Я решила, что отвезу Марго в гостиницу «Джаза». В прошлый раз она жила у Витальевны, но сейчас я не могла встретиться со свекровью. Она бы почувствовала, что со мной что-то не так, начала бы задавать вопросы. А мне на них не ответить… Потом, все – потом.
– Так вы – Жанна, – пропищала Марго.
Сначала я даже не поняла, ко мне ли она обращается. Может, по телефону говорит?
– Ну?.. – Диве не нравилась моя неотзывчивость.
– Это вы мне?
– Ага.
– Нет, я не Жанна. Я встречала вас в прошлом году.
– Не помню.
Зачем-то я решила разъяснить:
– Жанна – любовница Ника, а я его бывшая жена.
– Понятно, – скрипнули с заднего сиденья. – Высокие отношения. Ну, у Ника вечно с бабами полная каша.
– Полная чаша, – бездумно срифмовала я.
Марго, на удивление, меня не раздражала совершенно.
– И полная чаша тоже. Хотя он не бабник.
– А вы, наверное, с детства его знаете?
– Ага. С детства. Я у его матери вокалом занималась. – Голос Марго немного смягчился. – И Ник был моей первой любовью. Ревнуете?
– Конечно, – легко согласилась я. – Но думаю, Жанна больше бы расстроилась.
– А он вас ради этой Жанны кинул?
– Да.
Наш разговор был похож на игру в пинг-понг. С заднего сиденья – на переднее – и обратно. Без эмоций, без накала.
– Меня, если честно, он тоже бросил. Если бы не бросил – никогда бы не поехала поступать в консерваторию.
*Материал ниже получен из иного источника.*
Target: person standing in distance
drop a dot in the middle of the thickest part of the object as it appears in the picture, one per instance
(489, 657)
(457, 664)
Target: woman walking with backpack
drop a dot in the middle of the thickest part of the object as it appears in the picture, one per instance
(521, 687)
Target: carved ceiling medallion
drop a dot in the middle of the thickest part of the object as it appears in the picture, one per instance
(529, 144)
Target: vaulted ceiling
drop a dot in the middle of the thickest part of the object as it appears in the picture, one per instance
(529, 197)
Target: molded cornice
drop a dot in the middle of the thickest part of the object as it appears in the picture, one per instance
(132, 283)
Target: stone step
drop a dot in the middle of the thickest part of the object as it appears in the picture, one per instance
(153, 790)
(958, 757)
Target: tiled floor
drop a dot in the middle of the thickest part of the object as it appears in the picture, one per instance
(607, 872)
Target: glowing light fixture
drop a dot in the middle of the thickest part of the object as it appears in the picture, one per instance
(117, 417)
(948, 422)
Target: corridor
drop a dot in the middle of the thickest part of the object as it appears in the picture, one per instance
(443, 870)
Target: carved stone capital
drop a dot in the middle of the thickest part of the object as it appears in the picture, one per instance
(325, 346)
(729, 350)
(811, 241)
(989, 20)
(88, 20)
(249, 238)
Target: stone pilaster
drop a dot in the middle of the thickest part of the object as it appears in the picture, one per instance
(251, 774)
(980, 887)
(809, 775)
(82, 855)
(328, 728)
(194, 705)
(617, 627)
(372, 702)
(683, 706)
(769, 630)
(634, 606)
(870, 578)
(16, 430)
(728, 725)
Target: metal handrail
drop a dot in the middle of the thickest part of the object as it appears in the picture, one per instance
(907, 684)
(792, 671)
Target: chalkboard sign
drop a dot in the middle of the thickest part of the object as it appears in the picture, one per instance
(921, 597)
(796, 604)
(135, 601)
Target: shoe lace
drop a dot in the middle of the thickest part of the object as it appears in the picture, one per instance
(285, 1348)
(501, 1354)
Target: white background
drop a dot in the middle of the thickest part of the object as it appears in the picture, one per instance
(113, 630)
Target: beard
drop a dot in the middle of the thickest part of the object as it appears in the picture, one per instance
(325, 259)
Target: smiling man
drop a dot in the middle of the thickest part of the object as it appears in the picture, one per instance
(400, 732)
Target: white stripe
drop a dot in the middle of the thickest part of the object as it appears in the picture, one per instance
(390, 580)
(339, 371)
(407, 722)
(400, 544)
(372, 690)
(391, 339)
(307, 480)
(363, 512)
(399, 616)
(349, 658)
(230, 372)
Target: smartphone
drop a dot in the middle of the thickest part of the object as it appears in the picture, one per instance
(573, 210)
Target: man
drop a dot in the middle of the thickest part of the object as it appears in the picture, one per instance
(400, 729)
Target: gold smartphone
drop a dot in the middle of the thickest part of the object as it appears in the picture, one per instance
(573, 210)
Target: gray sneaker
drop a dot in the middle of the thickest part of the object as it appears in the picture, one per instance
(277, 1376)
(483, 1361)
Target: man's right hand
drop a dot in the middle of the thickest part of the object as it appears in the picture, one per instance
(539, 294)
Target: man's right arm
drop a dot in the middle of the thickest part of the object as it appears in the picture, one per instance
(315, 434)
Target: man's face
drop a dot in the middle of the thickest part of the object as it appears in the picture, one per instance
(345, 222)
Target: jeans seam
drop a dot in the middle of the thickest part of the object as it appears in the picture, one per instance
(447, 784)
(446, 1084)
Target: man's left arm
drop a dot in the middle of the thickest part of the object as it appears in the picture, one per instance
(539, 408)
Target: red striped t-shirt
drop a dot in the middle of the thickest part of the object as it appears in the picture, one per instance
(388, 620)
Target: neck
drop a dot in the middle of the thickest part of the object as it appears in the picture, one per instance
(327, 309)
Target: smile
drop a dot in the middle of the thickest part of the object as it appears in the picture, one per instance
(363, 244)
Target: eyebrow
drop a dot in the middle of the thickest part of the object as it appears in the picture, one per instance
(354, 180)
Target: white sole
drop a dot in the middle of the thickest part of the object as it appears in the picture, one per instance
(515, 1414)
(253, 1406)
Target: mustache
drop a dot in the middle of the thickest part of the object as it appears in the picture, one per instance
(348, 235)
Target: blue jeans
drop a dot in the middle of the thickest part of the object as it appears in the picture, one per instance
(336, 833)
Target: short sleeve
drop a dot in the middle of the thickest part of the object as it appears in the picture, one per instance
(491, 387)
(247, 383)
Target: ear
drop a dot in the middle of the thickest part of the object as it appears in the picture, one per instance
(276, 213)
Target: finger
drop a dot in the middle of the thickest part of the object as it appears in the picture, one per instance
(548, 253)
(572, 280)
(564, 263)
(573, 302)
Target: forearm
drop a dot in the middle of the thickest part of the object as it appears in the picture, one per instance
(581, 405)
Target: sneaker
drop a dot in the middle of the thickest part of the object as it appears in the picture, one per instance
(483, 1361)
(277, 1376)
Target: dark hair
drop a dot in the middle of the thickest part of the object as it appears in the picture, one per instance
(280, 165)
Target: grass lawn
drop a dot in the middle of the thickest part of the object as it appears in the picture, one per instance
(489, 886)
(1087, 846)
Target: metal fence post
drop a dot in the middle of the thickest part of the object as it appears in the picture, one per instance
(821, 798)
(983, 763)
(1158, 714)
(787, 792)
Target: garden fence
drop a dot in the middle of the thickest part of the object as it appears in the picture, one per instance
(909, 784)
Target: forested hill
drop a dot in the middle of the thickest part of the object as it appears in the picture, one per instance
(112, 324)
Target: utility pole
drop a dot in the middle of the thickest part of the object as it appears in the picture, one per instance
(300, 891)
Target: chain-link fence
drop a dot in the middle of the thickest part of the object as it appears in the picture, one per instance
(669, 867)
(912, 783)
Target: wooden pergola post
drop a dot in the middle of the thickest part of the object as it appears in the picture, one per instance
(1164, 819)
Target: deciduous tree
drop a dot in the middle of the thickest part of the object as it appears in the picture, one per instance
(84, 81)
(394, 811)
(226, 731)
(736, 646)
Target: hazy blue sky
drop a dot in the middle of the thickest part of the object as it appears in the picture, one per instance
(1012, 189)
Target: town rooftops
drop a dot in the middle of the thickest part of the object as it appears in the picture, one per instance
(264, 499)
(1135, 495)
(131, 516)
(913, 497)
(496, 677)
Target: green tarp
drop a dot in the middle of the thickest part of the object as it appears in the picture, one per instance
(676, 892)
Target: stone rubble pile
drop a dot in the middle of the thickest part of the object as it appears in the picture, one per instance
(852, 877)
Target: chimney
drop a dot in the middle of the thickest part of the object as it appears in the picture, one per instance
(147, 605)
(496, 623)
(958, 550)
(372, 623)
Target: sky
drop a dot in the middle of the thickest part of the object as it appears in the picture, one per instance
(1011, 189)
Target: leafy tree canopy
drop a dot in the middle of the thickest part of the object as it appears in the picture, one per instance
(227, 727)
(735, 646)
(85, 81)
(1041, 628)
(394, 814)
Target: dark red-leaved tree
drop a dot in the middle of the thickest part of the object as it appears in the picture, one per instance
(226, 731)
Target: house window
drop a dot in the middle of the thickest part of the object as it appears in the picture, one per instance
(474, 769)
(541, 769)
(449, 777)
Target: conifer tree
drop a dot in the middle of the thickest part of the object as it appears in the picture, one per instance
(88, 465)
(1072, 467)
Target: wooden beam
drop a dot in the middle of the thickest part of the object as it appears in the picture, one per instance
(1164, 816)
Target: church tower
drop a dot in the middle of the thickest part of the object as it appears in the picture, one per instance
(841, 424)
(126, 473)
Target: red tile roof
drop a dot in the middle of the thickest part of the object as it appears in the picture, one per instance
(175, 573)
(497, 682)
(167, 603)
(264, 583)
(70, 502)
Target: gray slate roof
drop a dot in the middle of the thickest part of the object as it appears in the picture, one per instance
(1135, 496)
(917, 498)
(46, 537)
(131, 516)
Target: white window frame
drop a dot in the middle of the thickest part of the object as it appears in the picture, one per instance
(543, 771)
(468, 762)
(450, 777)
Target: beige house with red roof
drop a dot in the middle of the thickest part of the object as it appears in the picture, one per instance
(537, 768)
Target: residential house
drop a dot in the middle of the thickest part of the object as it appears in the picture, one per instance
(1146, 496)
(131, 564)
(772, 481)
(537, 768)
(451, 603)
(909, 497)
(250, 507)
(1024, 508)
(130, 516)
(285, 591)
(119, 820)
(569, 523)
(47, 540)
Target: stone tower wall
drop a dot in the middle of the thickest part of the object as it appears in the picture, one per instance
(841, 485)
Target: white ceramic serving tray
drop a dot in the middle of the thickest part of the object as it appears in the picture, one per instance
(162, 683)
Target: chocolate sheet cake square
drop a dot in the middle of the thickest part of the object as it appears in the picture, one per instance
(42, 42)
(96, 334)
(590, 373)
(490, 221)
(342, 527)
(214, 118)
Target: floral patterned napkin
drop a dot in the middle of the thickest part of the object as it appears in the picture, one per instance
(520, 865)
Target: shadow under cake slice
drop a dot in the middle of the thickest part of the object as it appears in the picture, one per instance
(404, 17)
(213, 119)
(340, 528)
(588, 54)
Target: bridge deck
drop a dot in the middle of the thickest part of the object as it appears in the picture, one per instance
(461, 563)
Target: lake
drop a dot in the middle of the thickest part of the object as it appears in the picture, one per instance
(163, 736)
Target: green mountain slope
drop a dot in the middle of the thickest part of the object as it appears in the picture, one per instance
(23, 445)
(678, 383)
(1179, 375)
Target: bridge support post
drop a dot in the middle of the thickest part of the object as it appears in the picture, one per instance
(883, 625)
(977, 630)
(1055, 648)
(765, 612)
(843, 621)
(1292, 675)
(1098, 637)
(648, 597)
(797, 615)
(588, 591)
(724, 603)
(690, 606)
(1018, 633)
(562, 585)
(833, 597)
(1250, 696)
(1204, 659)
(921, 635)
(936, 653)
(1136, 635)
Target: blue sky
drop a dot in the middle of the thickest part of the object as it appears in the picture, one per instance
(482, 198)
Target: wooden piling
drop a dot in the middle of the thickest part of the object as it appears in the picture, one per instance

Ни за что. И если бы сейчас он меня попросил с ним остаться – осталась бы без разговоров. Вы хоть поняли, как вам повезло, что он вас любил?
Я не смогла отбить подачу. Марго выиграла.
8 июня, день
– Странное дело, тридцать лет прошло с тех пор, как у нас с Ником была любовь. Тридцать лет! Даже уже не страшно. И все эти тридцать лет всех своих мужчин я сравниваю только с ним. И ни один не был лучше его. Ни один! Что в нем такое было?.. А что сейчас? Не знаю. В шестнадцать лет он был высоким, худющим, нагловатым пацаном. Самым умным пытался выглядеть. Я так и думала – ха-ха, – что он самый умный! Мы учились в одном классе, я ходила в музыкальную школу, начинала петь. В девятом классе мама отвела меня к Людмиле Витальевне. У нее была какая-то особая техника, из-за ее распевок мой голос так открылся, что стало ясно – мне придется петь всю свою биографию. Мы много занимались, каждый вечер по четыре часа. После занятий Ник провожал меня домой. Хоть он и выпендривался, но на удивление у нас с ним много общего оказалось. Он музыку любил, я – тоже. Он считал себя лучше всех, и я такая была. В то время Ник со своими приятелями организовал рок-группу, а я стала у них вокалисткой, хотя мальчишкам это не очень нравилось. Ну, типа, рок – это только мужской вокал. Нам было по шестнадцать. Ника, как и всех пацанов в этом возрасте, больше всего интересовало, что у девочек под юбками. А я хотела быть самой взрослой и делала вид, будто для меня поцелуйчики и обжимания – ерундовое дело. Он, вроде на спор, поцеловал меня, а я ему ответила. Господи, мы же подростками были, гормоны у нас на самом пике! С первого поцелуя я просто сдурела и уже через пару дней все ему разрешила. Это случилось за пять минут до прихода Витальевны, у нее на рояле. Еле одеться успели. Первый секс, если он для двоих первый, всегда смешной. Но это потом смеешься, через тридцать лет, а тогда – отчего-то очень сильно плачешь. Витальевна мне – ты чего? А я – голова болит. Она меня отпустила. Ник провожать не вышел, он тоже в шоке был. Ой, я даже покраснела! Сто лет это не вспоминала. И зачем сейчас рассказываю… Вам слушать интересно?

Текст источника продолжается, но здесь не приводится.